For #MeToo to truly be a reckoning for male sexual entitlement and cultural norms of sexual harassment, abuse and assault, we need to talk about porn.

In fact, it seems rather extraordinary that pornography hasn't figured much in the current #MeToo moment. We've heard a lot about how pop culture shapes harmful sexual scripts, but ignoring the role of porn in shaping pop culture is faintly ridiculous.

Pornography is ubiquitous. While more than three-quarters of Australian men report having watched pornography in the last year, younger cohorts are even more likely to consume pornographic material and use it habitually - on either a daily or weekly basis.

The increasing accessibility and acceptability of pornography have been mutually reinforcing.

smart phone is now the dominant way in which (mostly male) consumers access online porn, thus moving pornographic content from the private realm of the home to virtually anywhere in the public sphere - including workplaces.

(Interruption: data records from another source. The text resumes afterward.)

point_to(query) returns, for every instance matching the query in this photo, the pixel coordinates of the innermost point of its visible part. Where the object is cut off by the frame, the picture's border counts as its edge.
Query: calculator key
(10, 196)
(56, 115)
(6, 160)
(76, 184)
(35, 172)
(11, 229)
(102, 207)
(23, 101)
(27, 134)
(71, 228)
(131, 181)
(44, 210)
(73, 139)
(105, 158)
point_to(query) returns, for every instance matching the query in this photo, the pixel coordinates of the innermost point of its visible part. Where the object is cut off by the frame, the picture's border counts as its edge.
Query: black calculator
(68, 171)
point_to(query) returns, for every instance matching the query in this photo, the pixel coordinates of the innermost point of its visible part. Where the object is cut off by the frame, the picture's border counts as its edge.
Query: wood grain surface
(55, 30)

The workplace connection is more than mere speculation. Many online porn sites show their traffic is highest during standard working hours, suggesting access to pornography while at the office is relatively unremarkable. Which reminds me of an aside made by a sports journalist, some years ago, about a fellow colleague in the press box:

"tabbing between his match report and a constant stream of hardcore pornography ... The thing that initially staggered me was the sheer audacity of it, that the presence of both female and male colleagues, who were sitting metres away with clear views of his screen, hadn't been enough to deter him and that he felt perfectly comfortable doing it in full view. Welcome to Blokesworld."

The #MeToo movement has shown that we are quite capable of understanding the way movies, music and the mainstream media are implicated in shaping social norms of sex and sexuality. If we can manage this, then surely we can understand that the material most men masturbate to also deserves scrutiny.